All authors: Radboud university medical center, Nijmegen, the Netherlands.
J Clin Oncol. 2015 Sep 1;33(25):2763-71. doi: 10.1200/JCO.2013.54.9386. Epub 2015 Jul 13.
Early breast cancer survivors (BCSs) report high unmet care needs, and easily accessible care is not routinely available for this growing population. The Breast Cancer E-Health (BREATH) trial is a Web-based self-management intervention to support the psychological adjustment of women after primary treatment, by reducing distress and improving empowerment.

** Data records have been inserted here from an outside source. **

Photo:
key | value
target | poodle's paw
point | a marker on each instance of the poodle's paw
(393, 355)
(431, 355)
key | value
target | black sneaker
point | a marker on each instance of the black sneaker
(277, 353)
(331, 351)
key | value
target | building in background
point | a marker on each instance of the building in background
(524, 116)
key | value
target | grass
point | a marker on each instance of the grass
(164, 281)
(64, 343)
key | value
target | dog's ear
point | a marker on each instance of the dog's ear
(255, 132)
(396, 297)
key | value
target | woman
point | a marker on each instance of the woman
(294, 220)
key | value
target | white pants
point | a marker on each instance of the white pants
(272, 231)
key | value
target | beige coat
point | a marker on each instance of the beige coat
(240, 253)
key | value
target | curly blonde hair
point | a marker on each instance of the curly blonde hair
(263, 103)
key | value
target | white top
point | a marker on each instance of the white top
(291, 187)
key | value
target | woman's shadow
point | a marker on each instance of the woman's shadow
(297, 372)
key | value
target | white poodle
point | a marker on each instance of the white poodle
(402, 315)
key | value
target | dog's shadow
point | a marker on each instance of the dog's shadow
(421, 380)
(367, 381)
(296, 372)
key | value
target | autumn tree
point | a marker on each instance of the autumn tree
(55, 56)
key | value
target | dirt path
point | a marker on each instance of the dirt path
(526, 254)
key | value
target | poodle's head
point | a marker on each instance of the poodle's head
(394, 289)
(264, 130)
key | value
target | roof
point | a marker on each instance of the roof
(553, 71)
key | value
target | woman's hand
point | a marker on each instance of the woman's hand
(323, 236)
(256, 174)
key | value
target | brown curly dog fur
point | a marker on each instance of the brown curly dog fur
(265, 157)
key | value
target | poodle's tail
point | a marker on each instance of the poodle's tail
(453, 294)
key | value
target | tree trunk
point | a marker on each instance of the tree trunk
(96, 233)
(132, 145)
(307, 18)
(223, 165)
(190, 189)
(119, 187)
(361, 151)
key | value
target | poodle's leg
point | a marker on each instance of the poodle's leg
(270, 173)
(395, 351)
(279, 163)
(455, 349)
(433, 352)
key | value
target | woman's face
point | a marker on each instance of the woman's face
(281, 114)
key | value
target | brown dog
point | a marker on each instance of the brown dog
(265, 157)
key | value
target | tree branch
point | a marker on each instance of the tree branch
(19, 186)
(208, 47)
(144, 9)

This multicenter, randomized, controlled, parallel-group trial evaluated whether care as usual (CAU) plus BREATH is superior to CAU alone. BREATH is delivered in sixteen fully automated weekly modules covering early survivorship issues. Two to 4 months post-treatment, BCSs were randomly assigned to receive CAU + BREATH (n = 70) or CAU alone (n = 80) using a stratified block design (ratio 1:1). Primary outcomes were distress (Symptom Checklist-90) and empowerment (Cancer Empowerment Questionnaire), assessed before random assignment (baseline, T0) and after 4 (T1), 6 (T2), and 10 months (T3) of follow-up. Statistical (analysis of covariance) and clinical effects (reliable change index) were tested in an intention-to-treat analysis (T0 to T1). Follow-up effects (T0 to T3) were assessed in assessment completers.
CAU + BREATH participants reported significantly less distress than CAU-alone participants (-7.79; 95% CI, -14.31 to -1.27; P = .02) with a small-to-medium effect size (d = 0.33), but empowerment was not affected (-1.71; 95% CI, 5.20 to -1.79; P = .34). More CAU + BREATH participants (39 of 70 [56%]; 95% CI, 44.1 to 66.8) than CAU-alone participants (32 of 80 [40%]; 95% CI, 30.0 to 51.0) showed clinically significant improvement (P = .03). This clinical effect was most prominent in low-distress BCSs. Secondary outcomes confirmed primary outcomes. There were no between-group differences in primary outcomes during follow-up.
Access to BREATH reduced distress among BCSs, but this effect was not sustained during follow-up.
早期乳腺癌幸存者(BCS)报告存在大量未满足的护理需求,而对于这一不断增长的群体,便捷的护理服务通常无法提供。Breast Cancer E-Health(BREATH)试验是一种基于网络的自我管理干预措施,旨在通过减轻困扰和提高赋权来支持女性在初级治疗后的心理调整。
这是一项多中心、随机、对照、平行组试验,评估了常规护理(CAU)加 BREATH 是否优于单独的 CAU。BREATH 通过十六个完全自动化的每周模块提供,涵盖早期生存问题。在治疗后 2 至 4 个月,BCSs 被随机分配接受 CAU+ BREATH(n = 70)或单独的 CAU(n = 80),使用分层块设计(比例为 1:1)。主要结局指标是困扰(症状清单 90)和赋权(癌症赋权问卷),在随机分配前(基线,T0)和 4(T1)、6(T2)和 10 个月(T3)随访时进行评估。在意向治疗分析(T0 至 T1)中测试了统计(协方差分析)和临床效果(可靠变化指数)。在评估完成者中评估了随访效果(T0 至 T3)。
与单独接受 CAU 的参与者相比,接受 CAU+ BREATH 的参与者报告的困扰明显减少(-7.79;95%置信区间,-14.31 至-1.27;P =.02),具有小到中等的效应大小(d = 0.33),但赋权没有受到影响(-1.71;95%置信区间,5.20 至-1.79;P =.34)。与单独接受 CAU 的参与者(32 名[40%];95%置信区间,30.0 至 51.0)相比,接受 CAU+ BREATH 的参与者(39 名[56%];95%置信区间,44.1 至 66.8)中有更多的人表现出临床显著改善(P =.03)。这种临床效果在低困扰 BCS 中最为明显。次要结局证实了主要结局。在随访期间,两组在主要结局方面没有差异。
获得 BREATH 降低了 BCS 的困扰,但这种效果在随访期间没有持续。